After posting his video on Facebook, some of the comments centered around it being private property and stating that it is “not our problem why should we deal with it.” One big reason, the environment, shares Brandon, “Private property is still part of the community. Trash doesn’t just stay put, water runs through, air goes over it and there are people who live there. It affects all of us.”

This is Brandon’s first term as a supervisor, he says homelessness is “probably one of the most important challenges that we face as a community and as a county.” He went on to tout that within the first month and a half of the new Tuolumne County Board of Supervisors taking office an advisory committee was put in place. Brandon details its goal “is to create a strategic plan to set up long-term partnerships that will hopefully get these people the help they need. Looking at how do we support more housing and opportunity here and be able to help them.”

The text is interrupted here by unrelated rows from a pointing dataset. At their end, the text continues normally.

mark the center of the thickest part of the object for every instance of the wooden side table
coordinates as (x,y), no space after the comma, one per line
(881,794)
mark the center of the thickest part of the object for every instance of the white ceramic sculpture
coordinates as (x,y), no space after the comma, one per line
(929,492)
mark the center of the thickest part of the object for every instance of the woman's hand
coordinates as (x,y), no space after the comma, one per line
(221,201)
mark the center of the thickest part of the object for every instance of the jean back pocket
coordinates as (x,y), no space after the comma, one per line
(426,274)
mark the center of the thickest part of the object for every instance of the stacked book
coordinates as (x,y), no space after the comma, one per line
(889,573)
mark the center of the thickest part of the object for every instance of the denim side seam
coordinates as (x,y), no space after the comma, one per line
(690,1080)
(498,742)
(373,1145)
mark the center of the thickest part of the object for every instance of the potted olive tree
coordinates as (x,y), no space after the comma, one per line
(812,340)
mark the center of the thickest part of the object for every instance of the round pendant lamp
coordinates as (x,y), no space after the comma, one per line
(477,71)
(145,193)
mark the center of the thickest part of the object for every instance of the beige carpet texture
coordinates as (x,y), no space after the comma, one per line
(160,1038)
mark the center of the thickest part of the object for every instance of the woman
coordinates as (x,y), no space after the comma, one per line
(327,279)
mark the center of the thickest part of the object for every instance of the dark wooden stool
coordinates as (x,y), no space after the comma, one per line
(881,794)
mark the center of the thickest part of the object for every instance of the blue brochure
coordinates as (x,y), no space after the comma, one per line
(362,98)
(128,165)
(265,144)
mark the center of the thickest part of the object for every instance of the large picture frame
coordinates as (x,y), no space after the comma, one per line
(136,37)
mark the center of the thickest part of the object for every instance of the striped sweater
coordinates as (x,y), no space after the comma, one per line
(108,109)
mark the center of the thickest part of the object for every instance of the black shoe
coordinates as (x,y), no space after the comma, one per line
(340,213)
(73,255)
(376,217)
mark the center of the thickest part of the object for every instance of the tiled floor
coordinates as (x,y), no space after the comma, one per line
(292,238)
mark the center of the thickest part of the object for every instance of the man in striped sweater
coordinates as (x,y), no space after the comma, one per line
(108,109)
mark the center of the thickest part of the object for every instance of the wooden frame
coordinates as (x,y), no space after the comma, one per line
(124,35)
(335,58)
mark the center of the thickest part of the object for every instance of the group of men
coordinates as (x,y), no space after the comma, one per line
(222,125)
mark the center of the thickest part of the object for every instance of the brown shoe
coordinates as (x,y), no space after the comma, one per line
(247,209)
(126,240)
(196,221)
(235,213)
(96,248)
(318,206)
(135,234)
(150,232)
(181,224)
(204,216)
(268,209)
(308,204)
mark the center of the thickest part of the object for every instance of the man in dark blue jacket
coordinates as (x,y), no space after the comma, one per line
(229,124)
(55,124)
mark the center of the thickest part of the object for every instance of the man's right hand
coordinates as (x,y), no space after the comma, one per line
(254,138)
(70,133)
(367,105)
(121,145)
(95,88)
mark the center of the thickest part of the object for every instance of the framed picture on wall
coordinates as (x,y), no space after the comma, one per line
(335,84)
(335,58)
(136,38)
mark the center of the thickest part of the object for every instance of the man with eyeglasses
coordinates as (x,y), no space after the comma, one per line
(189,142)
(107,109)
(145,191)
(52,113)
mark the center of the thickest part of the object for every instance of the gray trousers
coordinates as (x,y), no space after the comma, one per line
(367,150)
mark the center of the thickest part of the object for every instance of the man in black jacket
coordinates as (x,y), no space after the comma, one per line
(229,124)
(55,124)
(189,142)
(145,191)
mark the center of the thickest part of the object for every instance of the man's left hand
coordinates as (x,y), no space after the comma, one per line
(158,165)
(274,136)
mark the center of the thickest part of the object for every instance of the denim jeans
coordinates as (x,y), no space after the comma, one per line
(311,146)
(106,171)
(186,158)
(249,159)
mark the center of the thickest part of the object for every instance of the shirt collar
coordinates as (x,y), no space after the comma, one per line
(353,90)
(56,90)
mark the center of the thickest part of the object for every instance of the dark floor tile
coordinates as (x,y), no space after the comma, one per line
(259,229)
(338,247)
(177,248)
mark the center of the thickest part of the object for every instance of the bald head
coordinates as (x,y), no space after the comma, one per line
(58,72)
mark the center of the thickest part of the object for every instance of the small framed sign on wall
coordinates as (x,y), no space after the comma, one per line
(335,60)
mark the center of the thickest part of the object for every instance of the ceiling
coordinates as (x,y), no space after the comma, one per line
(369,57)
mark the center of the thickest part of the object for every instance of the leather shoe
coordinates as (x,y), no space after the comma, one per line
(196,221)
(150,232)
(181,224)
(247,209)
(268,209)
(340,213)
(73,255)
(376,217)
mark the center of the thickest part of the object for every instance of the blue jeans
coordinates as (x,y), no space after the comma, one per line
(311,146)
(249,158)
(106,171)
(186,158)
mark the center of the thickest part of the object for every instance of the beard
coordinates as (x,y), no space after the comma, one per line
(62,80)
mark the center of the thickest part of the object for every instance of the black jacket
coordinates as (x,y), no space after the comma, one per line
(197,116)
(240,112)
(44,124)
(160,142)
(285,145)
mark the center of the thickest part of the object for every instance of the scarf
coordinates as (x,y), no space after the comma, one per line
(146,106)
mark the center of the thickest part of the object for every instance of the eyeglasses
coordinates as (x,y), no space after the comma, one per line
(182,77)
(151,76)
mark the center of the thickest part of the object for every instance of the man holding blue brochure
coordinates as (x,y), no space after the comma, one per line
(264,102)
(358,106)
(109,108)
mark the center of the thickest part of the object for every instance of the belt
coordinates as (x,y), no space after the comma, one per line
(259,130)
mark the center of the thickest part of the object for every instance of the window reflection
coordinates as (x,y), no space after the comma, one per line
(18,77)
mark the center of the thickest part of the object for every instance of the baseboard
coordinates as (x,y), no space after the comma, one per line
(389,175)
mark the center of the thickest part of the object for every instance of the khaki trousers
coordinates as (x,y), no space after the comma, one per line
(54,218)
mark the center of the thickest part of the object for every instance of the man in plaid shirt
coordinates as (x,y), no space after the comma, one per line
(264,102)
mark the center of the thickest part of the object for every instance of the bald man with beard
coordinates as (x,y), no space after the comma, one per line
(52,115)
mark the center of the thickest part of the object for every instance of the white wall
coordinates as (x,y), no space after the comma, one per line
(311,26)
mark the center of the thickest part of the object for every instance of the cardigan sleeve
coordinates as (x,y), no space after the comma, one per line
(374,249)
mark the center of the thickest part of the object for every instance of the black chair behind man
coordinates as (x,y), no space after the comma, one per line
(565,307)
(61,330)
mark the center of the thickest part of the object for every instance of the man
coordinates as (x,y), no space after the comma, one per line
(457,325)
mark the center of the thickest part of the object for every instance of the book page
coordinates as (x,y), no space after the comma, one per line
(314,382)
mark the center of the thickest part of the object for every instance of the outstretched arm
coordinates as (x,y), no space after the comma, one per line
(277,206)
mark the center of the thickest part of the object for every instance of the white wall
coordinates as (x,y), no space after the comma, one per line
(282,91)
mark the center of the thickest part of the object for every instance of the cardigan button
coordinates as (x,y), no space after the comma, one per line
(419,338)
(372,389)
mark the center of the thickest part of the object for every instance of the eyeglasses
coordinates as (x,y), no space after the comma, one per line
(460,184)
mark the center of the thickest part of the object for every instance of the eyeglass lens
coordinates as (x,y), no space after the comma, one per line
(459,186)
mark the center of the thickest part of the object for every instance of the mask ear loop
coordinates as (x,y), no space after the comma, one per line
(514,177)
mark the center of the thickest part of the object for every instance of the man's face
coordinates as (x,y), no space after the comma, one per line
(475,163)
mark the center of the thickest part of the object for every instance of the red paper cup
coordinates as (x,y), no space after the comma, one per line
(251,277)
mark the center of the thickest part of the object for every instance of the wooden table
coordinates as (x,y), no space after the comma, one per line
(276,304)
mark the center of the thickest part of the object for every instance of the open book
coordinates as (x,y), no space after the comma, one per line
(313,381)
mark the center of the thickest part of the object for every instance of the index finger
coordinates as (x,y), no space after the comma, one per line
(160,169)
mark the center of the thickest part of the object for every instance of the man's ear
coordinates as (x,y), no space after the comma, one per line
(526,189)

Today’s cleanup at the camp is very organized, points out Brandon, who adds the property owners were contacted, there is insurance, volunteers will get training from a certified person on handling hazardous waste and medical personnel is on site.

The group has raised over $20,000 for today’s event. Brandon lists that money goes to “dump fees, high visibility vest and PPE and gloves. It all goes back into cleaning up our community.” Any money left-over is moved to the next project.

Those who want to pitch in still have a chance to do so, as next Saturday the cleanup continues. They do not recommend volunteers under 16. Volunteers can just show up at the site or more details can be found, including how to donate, by clicking here or email

Brandon encourages anyone to join in the cleanup, stating, “The best thing we can do as public leaders is always seek to create more leaders and support them. I am humbled and inspired by this experience.”